Strains RW118 and RW464 carrying different colicin promoter region-gfp transcriptional fusions, and control strains without plasmid carrying gfp fusions, were grown with aeration at 37°C. Samples were removed at early stationary phase and chloramphenicol (500 μg ml-1) (Sigma) was added to block protein synthesis. Prior to microscopy, cells were attached to glass slides coated with 0.1% (wt vol-1) poly-L-lysine (Sigma). Fluorescence microscopy to detect expression in single cells was performed using an inverted microscope (Nikon Eclipse TE300), equipped with a Nikon digital camera DXM 1200, and a 488 nm Argon-Ion laser as well as bright field microscopy.

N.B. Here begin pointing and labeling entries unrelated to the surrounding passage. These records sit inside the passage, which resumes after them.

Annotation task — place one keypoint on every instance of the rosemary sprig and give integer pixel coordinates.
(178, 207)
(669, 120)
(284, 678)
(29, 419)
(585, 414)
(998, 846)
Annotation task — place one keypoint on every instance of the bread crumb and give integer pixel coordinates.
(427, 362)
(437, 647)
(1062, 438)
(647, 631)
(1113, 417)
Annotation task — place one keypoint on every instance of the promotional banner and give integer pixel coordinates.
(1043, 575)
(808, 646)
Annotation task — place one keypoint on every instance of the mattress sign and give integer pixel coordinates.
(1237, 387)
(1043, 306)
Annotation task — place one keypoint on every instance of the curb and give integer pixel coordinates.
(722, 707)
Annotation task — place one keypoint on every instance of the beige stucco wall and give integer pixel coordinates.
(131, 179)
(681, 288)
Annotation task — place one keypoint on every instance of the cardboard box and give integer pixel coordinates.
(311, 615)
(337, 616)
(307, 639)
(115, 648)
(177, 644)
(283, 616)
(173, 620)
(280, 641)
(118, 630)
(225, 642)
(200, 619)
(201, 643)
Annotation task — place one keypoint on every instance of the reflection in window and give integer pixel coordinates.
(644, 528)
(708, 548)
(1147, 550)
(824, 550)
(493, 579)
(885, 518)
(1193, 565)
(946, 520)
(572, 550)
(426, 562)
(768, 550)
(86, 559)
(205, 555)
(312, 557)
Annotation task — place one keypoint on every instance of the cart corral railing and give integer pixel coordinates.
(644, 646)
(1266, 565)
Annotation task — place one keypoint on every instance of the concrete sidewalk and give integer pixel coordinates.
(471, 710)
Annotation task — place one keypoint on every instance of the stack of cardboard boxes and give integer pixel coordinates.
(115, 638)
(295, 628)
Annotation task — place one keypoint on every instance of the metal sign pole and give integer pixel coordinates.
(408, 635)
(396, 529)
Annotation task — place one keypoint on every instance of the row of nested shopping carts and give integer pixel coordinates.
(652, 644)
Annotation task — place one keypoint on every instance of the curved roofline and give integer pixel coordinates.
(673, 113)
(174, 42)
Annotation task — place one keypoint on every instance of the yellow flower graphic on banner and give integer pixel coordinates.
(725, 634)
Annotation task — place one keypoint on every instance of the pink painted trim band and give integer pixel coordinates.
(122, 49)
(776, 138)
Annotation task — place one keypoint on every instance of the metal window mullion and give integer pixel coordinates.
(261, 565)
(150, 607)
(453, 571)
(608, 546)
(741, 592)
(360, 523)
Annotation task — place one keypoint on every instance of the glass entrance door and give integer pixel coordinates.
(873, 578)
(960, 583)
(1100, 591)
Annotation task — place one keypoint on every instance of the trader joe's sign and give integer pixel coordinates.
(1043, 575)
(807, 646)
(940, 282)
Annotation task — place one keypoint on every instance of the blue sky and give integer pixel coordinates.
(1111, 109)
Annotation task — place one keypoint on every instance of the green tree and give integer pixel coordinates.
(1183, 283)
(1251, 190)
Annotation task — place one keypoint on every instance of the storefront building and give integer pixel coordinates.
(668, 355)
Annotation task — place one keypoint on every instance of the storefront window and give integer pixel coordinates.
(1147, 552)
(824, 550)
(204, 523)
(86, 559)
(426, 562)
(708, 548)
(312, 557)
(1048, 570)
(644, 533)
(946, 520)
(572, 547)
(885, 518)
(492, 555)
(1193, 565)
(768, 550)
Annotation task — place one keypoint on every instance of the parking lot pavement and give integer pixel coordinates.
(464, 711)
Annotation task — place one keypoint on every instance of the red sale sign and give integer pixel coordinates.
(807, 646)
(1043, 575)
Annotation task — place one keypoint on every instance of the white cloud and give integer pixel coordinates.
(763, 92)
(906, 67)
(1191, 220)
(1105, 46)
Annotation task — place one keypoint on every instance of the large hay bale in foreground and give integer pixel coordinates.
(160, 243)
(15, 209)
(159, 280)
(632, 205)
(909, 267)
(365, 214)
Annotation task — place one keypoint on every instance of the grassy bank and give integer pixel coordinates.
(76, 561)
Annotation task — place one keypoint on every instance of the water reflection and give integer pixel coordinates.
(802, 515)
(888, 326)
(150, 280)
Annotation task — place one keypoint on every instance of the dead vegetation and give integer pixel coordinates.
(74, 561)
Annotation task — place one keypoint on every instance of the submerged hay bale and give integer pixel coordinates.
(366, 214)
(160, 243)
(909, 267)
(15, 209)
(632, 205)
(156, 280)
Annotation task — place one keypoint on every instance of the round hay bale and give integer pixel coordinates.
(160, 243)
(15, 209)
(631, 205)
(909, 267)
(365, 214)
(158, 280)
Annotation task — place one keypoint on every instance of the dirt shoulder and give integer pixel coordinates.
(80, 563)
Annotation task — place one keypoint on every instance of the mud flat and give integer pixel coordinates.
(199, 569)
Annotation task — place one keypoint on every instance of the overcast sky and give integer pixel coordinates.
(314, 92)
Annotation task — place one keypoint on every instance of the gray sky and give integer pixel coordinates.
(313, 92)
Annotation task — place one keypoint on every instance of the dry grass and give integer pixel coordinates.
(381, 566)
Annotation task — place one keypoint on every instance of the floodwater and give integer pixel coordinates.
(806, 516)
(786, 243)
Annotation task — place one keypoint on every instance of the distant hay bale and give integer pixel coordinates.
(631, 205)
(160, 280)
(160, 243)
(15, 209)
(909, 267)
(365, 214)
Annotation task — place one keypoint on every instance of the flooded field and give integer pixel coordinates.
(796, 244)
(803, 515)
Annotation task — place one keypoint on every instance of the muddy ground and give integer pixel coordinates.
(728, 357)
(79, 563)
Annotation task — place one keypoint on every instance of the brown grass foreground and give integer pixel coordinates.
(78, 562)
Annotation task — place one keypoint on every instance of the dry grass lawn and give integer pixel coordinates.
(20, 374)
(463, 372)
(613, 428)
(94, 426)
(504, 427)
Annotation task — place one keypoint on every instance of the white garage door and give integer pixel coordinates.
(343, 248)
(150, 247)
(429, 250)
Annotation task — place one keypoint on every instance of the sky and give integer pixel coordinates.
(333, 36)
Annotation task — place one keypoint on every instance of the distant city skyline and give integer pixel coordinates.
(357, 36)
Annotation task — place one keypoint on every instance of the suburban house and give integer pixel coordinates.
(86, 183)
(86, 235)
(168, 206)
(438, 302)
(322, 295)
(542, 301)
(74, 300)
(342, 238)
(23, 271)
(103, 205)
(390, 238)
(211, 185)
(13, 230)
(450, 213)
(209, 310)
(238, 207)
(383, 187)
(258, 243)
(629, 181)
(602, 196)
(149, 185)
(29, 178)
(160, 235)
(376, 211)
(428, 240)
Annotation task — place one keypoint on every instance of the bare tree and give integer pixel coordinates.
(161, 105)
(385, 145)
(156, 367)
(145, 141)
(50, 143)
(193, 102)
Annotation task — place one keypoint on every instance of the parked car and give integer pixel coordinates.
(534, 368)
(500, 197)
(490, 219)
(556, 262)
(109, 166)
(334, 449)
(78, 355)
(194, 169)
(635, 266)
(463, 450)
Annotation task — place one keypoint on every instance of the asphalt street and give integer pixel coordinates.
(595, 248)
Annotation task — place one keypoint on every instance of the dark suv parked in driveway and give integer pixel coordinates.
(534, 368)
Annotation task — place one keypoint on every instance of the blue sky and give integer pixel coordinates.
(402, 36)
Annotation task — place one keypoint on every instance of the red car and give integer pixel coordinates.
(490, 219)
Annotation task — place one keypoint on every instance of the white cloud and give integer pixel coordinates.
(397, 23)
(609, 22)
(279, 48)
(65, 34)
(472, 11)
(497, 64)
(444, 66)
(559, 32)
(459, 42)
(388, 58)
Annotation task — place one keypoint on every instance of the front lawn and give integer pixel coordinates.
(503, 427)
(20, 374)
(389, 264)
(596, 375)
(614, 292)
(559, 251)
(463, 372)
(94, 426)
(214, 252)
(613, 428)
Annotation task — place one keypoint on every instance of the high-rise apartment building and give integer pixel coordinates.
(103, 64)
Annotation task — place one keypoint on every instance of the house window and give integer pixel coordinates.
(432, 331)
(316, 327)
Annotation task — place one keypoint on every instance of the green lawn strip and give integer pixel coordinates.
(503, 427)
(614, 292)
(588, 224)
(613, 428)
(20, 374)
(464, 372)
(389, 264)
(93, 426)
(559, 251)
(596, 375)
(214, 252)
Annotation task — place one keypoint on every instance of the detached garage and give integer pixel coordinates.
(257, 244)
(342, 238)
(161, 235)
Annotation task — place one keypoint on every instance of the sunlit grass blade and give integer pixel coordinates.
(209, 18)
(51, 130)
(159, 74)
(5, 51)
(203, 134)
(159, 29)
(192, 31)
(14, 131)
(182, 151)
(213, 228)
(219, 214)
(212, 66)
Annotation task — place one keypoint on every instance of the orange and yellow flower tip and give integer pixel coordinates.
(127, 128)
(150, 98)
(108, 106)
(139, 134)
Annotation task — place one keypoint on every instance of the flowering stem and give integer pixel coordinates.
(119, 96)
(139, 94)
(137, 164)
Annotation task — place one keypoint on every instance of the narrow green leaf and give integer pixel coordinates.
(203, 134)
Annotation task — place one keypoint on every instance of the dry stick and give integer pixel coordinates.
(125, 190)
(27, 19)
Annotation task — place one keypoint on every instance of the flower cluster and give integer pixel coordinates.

The examined cells were counted with software for quantification of bacteria by automated image analysis cellC http://www.cs.tut.fi/sgn/csb/cellc/. The fluorescence intensity of individual cells was estimated using image analysis software Scion Image http://www.scioncorp.com as previously described . The fluorescent micrographs were converted to greyscale images. The density window was established by using density slice matching the shape of the cells with the highest fluorescence intensity and that of the cells with the lowest intensity, gaining the top and the bottom boundaries (respectively) of the density window. For greater clearness the density index scale is determined from 0 (black) to 256 (white). All micrographs were taken at exactly the same conditions; thus the density window gives good correlation to the fluorescence intensity of the analyzed population.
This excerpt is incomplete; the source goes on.